Muito lixo e vandalismo mancham a imagem
do maior estádio de Cabo Frio (Fotos:
GloboEsporte.com)
Líder
da torcida organizada Movimento Único Povão, a única da Cabofriense,
Felipe Chacau comprou briga com a Prefeitura de Cabo Frio no que diz
respeito à situação do Correão há alguns anos. Seja com correntes em
redes sociais ou protestos em dia de jogo, ele cobra melhorias e
questiona o abandono do estádio, o maior do município.
É uma coisa que a gente acompanha frequentemente, o uso de drogas e de armamentos.
jogador da Cabofriense
-
A situação aqui está de mal a pior, entende. Como torcedor organizado,
fico indignado com o pouco caso feito, com um time da elite do Carioca,
de expressão de Cabo Frio, pioneiro no futebol da Região dos Lagos,
semifinalista do estadual em 2014. A situação do clube não anda nada
boa, mas a do estádio anda ainda pior. Só 520 pessoas que podem entrar,
não recebe times grandes. Jogamos a Copa Rio para pode ganhar uma vaga
na Copa do Brasil.

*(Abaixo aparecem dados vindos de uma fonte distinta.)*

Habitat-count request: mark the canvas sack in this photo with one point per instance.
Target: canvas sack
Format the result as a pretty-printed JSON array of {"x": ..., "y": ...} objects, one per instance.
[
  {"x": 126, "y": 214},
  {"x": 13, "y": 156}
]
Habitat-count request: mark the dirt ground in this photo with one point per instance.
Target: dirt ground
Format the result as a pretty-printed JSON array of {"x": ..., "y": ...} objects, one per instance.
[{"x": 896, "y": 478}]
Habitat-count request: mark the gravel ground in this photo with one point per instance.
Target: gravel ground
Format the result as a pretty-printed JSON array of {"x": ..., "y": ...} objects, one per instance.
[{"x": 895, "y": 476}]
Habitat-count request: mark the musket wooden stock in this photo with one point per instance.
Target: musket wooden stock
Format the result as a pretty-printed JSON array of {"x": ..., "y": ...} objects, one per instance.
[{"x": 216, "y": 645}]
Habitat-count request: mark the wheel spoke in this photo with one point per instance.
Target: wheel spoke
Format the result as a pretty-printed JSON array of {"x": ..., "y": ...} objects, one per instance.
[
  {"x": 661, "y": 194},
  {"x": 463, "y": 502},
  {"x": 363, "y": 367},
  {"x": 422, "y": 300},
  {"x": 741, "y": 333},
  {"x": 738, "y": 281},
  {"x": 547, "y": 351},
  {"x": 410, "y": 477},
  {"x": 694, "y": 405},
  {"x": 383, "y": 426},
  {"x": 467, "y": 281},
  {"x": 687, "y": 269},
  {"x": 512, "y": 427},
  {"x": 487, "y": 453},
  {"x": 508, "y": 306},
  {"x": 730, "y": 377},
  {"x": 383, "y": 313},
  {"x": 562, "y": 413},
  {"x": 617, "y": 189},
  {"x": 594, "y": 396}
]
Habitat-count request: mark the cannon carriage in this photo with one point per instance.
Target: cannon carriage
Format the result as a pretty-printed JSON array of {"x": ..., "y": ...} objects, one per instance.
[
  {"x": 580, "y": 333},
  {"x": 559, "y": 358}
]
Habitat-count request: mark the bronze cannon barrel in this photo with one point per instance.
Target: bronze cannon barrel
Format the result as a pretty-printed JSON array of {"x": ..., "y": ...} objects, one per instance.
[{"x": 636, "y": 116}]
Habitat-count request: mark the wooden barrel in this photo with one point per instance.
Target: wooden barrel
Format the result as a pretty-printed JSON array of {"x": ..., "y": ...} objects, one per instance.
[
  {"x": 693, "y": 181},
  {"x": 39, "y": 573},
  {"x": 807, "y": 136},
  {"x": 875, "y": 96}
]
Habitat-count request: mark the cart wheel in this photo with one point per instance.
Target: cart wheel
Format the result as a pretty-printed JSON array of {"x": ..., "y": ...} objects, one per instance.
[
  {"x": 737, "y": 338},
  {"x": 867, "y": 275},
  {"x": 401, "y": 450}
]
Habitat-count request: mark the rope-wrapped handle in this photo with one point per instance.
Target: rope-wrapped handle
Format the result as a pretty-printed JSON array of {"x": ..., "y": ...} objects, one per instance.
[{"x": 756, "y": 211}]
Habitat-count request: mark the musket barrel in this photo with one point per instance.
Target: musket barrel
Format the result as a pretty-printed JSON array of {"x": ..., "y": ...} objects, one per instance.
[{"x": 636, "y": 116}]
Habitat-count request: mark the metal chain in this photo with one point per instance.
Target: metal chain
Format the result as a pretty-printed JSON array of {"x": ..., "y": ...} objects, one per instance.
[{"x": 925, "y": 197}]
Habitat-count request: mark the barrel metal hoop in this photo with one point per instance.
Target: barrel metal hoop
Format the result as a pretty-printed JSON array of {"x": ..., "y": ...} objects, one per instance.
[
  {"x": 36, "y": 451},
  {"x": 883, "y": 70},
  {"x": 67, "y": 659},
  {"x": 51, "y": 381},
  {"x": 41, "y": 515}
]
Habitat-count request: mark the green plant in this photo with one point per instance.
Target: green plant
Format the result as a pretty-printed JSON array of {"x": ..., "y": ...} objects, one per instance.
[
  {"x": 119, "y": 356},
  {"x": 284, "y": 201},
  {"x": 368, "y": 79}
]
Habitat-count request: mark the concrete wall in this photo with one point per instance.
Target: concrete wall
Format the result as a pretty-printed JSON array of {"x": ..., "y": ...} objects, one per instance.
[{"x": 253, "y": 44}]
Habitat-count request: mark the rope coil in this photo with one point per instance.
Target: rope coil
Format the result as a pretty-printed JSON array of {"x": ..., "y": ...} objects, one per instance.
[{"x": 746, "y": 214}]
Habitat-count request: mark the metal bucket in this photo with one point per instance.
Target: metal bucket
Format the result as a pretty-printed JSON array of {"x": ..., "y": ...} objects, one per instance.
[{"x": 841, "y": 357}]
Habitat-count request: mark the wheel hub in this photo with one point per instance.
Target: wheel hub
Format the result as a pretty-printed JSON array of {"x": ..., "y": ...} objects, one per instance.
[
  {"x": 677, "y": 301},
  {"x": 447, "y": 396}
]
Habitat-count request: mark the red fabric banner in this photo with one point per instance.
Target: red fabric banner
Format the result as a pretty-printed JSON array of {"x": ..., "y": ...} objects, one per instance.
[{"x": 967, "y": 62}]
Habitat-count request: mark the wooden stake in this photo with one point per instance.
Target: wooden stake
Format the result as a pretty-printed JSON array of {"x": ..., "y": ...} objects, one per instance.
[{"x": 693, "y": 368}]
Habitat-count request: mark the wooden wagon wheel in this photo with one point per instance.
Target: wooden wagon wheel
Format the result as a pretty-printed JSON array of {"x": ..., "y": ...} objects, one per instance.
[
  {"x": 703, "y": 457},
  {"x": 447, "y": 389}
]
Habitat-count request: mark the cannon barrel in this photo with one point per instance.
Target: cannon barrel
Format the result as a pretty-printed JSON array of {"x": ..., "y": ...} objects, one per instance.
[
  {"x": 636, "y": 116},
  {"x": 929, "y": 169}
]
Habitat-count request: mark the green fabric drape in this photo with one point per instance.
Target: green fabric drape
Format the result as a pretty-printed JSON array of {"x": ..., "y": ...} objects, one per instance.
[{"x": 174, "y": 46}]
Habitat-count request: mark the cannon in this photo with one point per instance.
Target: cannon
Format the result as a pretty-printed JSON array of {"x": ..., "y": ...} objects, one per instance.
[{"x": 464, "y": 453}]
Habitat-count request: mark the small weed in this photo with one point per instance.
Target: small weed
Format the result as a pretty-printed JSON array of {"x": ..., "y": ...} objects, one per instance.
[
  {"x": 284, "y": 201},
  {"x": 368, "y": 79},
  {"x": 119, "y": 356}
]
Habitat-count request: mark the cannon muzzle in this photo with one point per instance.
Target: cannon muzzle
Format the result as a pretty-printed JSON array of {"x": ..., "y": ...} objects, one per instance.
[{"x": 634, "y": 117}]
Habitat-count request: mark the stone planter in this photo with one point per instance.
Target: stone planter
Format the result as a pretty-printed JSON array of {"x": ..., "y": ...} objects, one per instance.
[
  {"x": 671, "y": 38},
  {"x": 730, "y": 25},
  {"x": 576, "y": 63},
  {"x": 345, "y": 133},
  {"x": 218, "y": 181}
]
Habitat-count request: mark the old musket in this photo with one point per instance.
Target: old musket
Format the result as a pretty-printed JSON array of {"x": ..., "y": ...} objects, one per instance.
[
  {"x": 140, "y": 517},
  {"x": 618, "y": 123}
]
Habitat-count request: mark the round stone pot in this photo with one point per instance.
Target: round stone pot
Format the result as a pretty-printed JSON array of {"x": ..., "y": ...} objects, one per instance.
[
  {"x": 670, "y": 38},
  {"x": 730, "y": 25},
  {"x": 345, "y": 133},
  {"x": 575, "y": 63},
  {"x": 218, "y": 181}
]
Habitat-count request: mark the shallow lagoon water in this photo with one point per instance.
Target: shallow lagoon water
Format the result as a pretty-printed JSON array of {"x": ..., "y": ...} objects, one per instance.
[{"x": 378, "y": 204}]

Mas eu te pergunto, para que Copa do Brasil se for
pegar um São Paulo, um Corinthians e a gente não pode jogar aqui e ter
que levar (o jogo) para Macaé? O negócio está largado aí. O único campo
profissional da cidade tem qualquer tipo de evento, qualquer marcação de
pelada, está largado - esbravejou.
De fato, o estádio não
recebe uma partida de apelo há tempos. A última vez foi em 2009, quando a
Cabofriense foi derrotada por 4 a 0 pelo Botafogo, pela Taça Rio - na
época, arquibancadas provisórias foram instaladas para suportar o
público. De lá para cá, a prefeitura não conseguiu mais obter os laudos
necessários, e a capacidade tem sido de pouco mais de 500 torcedores
desde então. Segundo o site da federação, a capacidade máxima do Correão
é de 10 mil pessoas.
No ano passado, o poder público investiu
R$ 600 mil em obras no estádio com o propósito maior de receber os
jogos contra os chamados grandes pelo estadual. No entanto, o Corpo de
Bombeiros enxergou falhas no sistema de combate a incêndio, e o local
permaneceu com capacidade mínima. O prefeito Alair Corrêa, inclusive,
reconheceu que o esforço acabou sendo em vão. Eliminada
precocemente da Copa Rio, a Cabofriense encerrou as atividades da
temporada e ainda não definiu uma data para reapresentação.